Rafał Janta, CharlieNose: warto promować świetne kosmetyki
Rafał Janta, CharlieNose: warto promować świetne kosmetyki

Rafał Janta, juror Love Cosmetics Awards, CharlieNose:

Moje pierwsze jurorowanie w konkursie Love Cosmetics Awards było oceanem wrażeń i prawdziwym kosmetyczne morzem, do którego od razu wskoczyłem na głęboką wodę. Wspaniale było poznawać nowe marki, nowe formuły, nowe składniki, nowe kosmetyczne koncepty.

Do testowanych produktów podchodziłem w sposób multisensoryczny – oczywiście odczuwałem ich działanie na mojej skórze i włosach, ale też rozkoszowałem się pięknym designem opakowań, wsłuchiwałem się w historie twórców i – co dla mnie szczególnie ważne – upajałem się pięknymi zapachami niektórych z nich. Upewniłem się w przekonaniu, że polskie kosmetyki nie mają powodów do żadnych kompleksów, co więcej – często zostawiają zagraniczną konkurencję daleko w tyle. Mam tu na myśli i składy i zaawansowane technologie i doskonały światowy design.

Cieszę się, że mogłem dorzucić swoje męskie trzy grosze do tego ciekawego przedsięwzięcia. Jeszcze bardziej się cieszę, iż dla nas facetów marki mają coraz więcej do zaoferowania. Stawiam sobie za misję głoszenie tego mężczyznom i zachęcanie ich do jeszcze bardziej świadomego dbania o urodę.  

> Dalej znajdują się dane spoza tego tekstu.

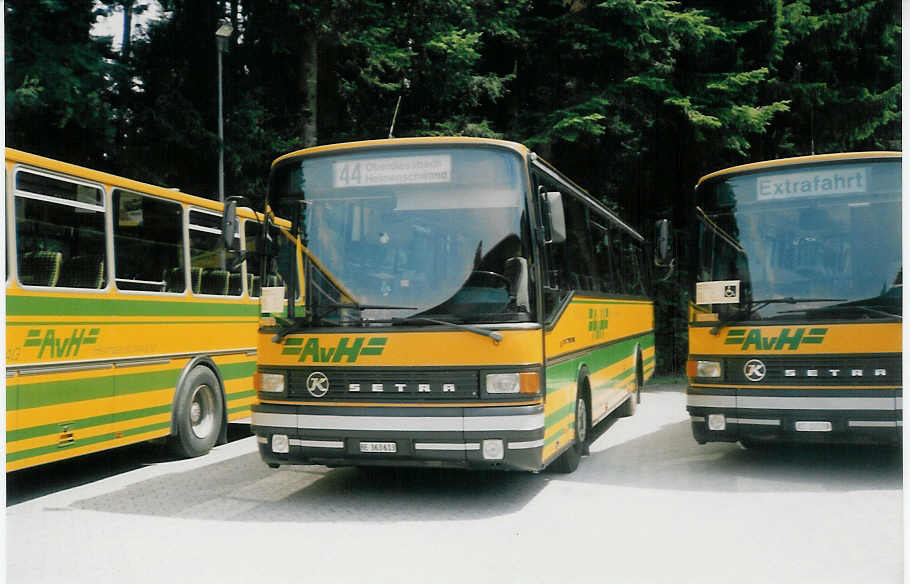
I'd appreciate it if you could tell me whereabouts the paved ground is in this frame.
[6,385,903,584]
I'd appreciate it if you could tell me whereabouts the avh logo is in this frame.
[281,337,388,363]
[588,308,610,339]
[25,328,101,359]
[724,328,828,351]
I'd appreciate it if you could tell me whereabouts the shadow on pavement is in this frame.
[568,421,902,492]
[6,423,251,506]
[72,453,548,522]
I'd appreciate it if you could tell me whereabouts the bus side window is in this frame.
[533,173,570,318]
[15,170,107,289]
[564,195,600,291]
[114,189,185,293]
[589,218,620,294]
[189,209,242,296]
[243,220,262,298]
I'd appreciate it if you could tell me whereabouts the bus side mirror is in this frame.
[221,199,240,251]
[543,191,566,243]
[654,219,674,268]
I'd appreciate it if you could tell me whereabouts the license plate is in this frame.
[796,422,831,432]
[360,442,398,453]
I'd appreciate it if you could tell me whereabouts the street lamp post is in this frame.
[215,20,234,203]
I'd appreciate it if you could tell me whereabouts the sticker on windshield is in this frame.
[259,286,284,312]
[332,154,452,189]
[757,168,868,201]
[695,280,740,304]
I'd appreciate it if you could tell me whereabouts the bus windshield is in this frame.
[695,159,902,320]
[269,146,533,326]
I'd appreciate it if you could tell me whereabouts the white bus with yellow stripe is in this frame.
[6,149,270,471]
[240,138,655,472]
[688,152,903,445]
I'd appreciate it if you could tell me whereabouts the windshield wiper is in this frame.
[391,316,502,343]
[780,304,904,320]
[272,302,417,343]
[710,296,844,335]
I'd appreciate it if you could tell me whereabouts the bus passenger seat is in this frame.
[200,270,230,296]
[190,267,202,294]
[19,251,63,286]
[57,255,104,289]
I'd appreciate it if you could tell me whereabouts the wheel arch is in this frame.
[169,355,227,444]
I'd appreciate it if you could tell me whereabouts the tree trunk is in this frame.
[299,25,319,148]
[120,0,135,62]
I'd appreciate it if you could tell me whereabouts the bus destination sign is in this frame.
[332,154,452,189]
[756,168,868,201]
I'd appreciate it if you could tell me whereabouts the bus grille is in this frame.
[288,367,480,401]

Z przyjemnością używałem nowej serii dla mężczyzn Clochee Men, szerokiej gamy Monolit, genialnie pachnącego balsamu z zieloną kawą i tabaką od Mokosh, kapałem się w terapeutycznej soli od Unit4Men, a w brodę wcierałem kosmetyki z olejkiem konopnym marki Zew for Men. Jeśli chodzi o składniki, zdecydowanie zostałem fanem matchy! Zwłaszcza w wydaniu świetnych kosmetyków Polemika i pasty do zębów NatureOn. Zacząłem tez zauważać szyję, którą wcześniej traktowałem jak coś nieistniejącego między brodą, a resztą ciała. Bardzo dobrze w jej pielęgnacji sprawdziła mi się seria Volumeric Dr Irena Eris. Wzmocniłem rzęsy i brwi odżywkami Revitalash, skórę pod brodą pilingowałem żelem od Biały Jeleń, a tę na głowie świetnym pilingiem Mawawo. Pokochałem nocne maski – zwłaszcza te od Sensum Mare, Kiré Skin i Arkana. Regularnie stosowałem pilingi enzymatyczne – z matchą od Veoli Botanica i z papają i mango od Sensum Mare. Zachwyciły mnie dwa olejki. Jeden pielęgnujący od Krayna – malina i rozmaryn, drugi oczyszczający Relax & Shine marki babo. Ten ostatni przypomina mi zapachem cudowny kokosowy zabieg jaki miałem kiedyś przyjemność odbyć w tureckim spa. Moim ulubionym akcesorium urodowym stał się masażer od Bless Me Cosmetics, ukochanym zapachem Nairobi-Toronto od Love’n’Hate, a w torbie zawsze nosiłem wielofunkcyjny balsam dla mężczyzn od Pure Story by dr. Rymsza. Dzięki marce Marie Brocart dowiedziałem się, że istnieje coś takiego jak eko-brokat. Kąpała się w nim co prawda moja druga połówka, ale czyż kosmetyki, które uszczęśliwiają naszych najbliższych nie są najlepszymi kosmetykami? To napisawszy dodam jeszcze tylko, że cała moja rodzina uzależniła się od bajecznie kolorowych kul do kąpieli Full Mellow.

Nie sposób tu wymienić wszystkich zauroczeń. Nagrodziłem je wszystkie w głosowaniu. Jestem wdzięczny za to doświadczenie, za nowe znajomości i nowe nawyki pielęgnacyjne jakie LCA we mnie wyrobiło. Wiele z kosmetyków, jakie testowałem i ciągle testuję, będzie pojawiać się jeszcze przez długi czas na moim blogu i w moich mediach społecznościowych. Warto mówić światu o tak dobrych produktach!